If you think about our organizations today, they are all part of a dynamic business network of relationships with customers, partners and suppliers that shape the way we do business. Consumer expectations are escalating and competitors and partners of any size can arise from anywhere around the globe. This business environment presents both challenges and opportunities to leaders. But we’ve all seen many recent examples of companies that have failed to change with the business environment. Companies like Borders and Blockbuster that failed to manage change and innovate.
 
Bottom line is that the time is up for sitting on the sidelines. Is your business agile enough? You must constantly innovate and transform your business in order to survive and be successful.
 
As you consider the processes that make your business run, here are 41 key questions you should ask yourself:

  1. Does your organization change effectively when it needs to?
  2. How does your organization manage change and complexity?
  3. Are your major business processes stuck in silos?
  4. How are your business processes affecting your business?
  5. Do you business processes fuel innovation?
  6. Are your business processes interconnected and adaptable enough?
  7. Can you make the right decisions quickly or even automate them?
  8. Does your infrastructure perform optimally amidst change and uncertainty?
  9. Can you embrace new application and service delivery models like cloud and mobile?
  10. Does your business quickly and easily make people and process connections?
  11. Do you govern new application development projects to ensure they properly align to company goals?
  12. Are your process improvement goals linked to appropriate success measures?
  13. Do your systems take so long to change that they slow business response?
  14. Does IT budget and resource constraints restrict your ability to deliver?
  15. Are you writing Java code to supplement tools that already exist?
  16. How much is that costing you in productivity and development costs?
  17. Do you ensure your data is consistent and does not get lost in the event of failures?
  18. How much time is spent restoring data integrity?
  19. Do your Cloud applications provide you the enterprise information your business demands?
  20. Would integrating these Cloud applications with your on-premises systems enable your business to be more agile?
  21. How current is the information your customers see when they sign on to your website?
  22. How current is the information your CSRs use to service those customers?
  23. How quickly are you able to provide new offers to your customers based on the way they interact with your business?
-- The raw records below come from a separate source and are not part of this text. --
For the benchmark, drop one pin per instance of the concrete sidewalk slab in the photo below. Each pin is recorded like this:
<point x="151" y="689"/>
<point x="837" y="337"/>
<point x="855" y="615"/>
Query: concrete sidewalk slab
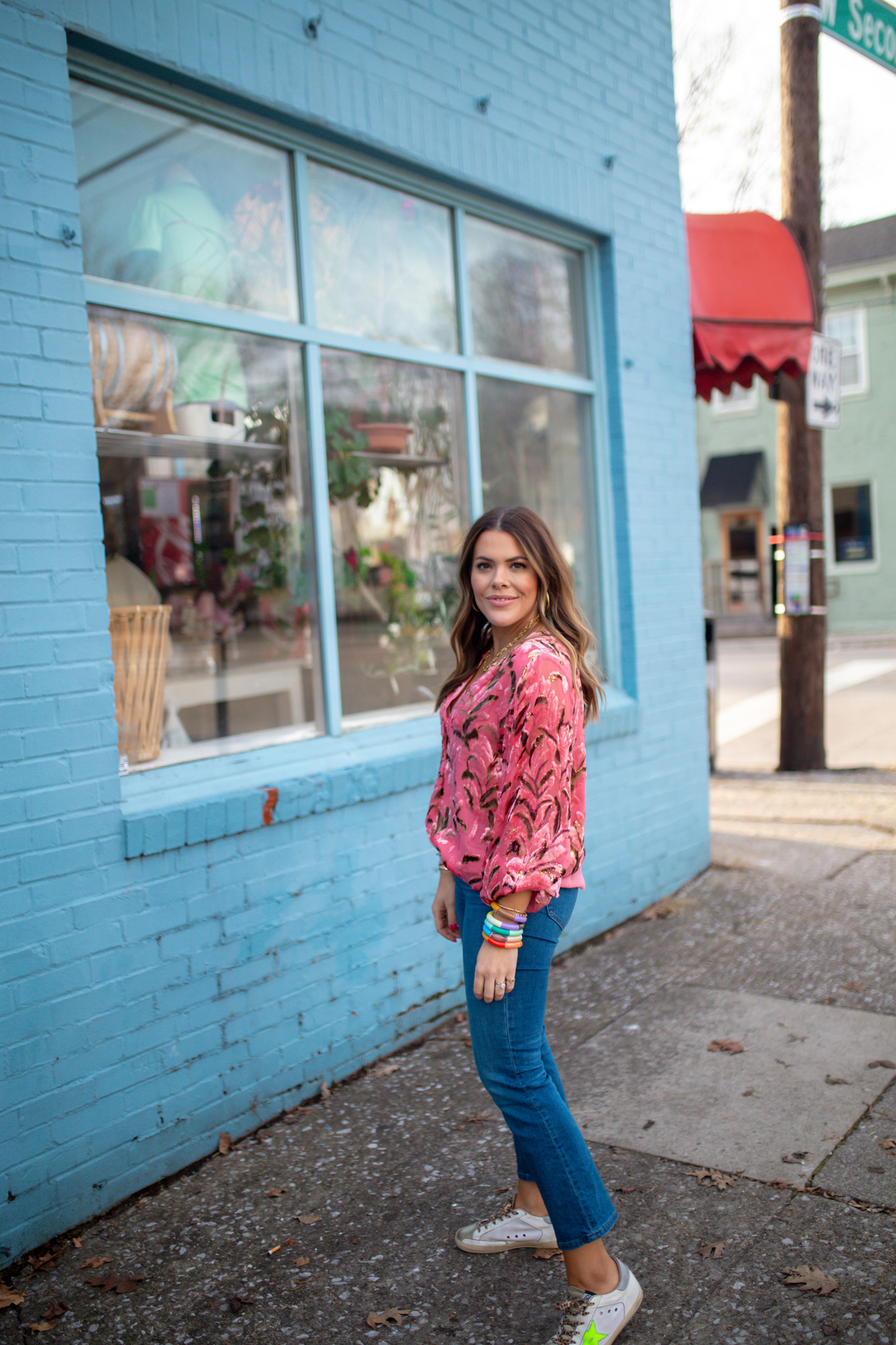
<point x="650" y="1082"/>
Within seconds? Hours? Days?
  24. A key component of your infrastructure is down RIGHT NOW. Your organization cannot fulfill critical business functions. Do you know what it is? Do you know how to fix it? How quickly can you restore service?
  25. How do I utilize my IT operational information to optimize my business services?
  26. Do your IT Development team and IT Operations team share the same end-goals? (They should!)
  27. Does your organization use an enterprise architecture (or IT roadmap) to ensure business goals are supported by IT?
  28. Is your application performance tuning often an exercise in educated guesswork?
  29. Are changes introduced to the production and test environment often poorly governed?
  30. How do I support better decision making throughout my IT & operations organizations?
  31. Are you looking to decrease your IT and/or Operational costs or improve time to market?
  32. What steps do you take to avoid being late to market and on budget?
  33. Do your development and operations teams use different tools and teams speak different languages?
  34. Is it difficult to manage effectively across development and operations organizations?
  35. Are your security measures for networks, servers, databases, and applications governed as part of an integrated process?
  36. How long does it take you to build and deploy an entire release of your system? How many people are involved? How often do you need to redo it?
  37. Are your mainframe and distributed development teams currently creating and delivering cross-platform applications?
  38. Have there been any problems in these efforts with testing, deployment, etc.?
  39. What percent of your budget is used for maintenance efforts as opposed to new project development?
  40. Are maintenance efforts affecting your ability to deliver projects on time?
  41. Are there project delays due to waiting for mainframe resources like operations staff or mainframe cycle?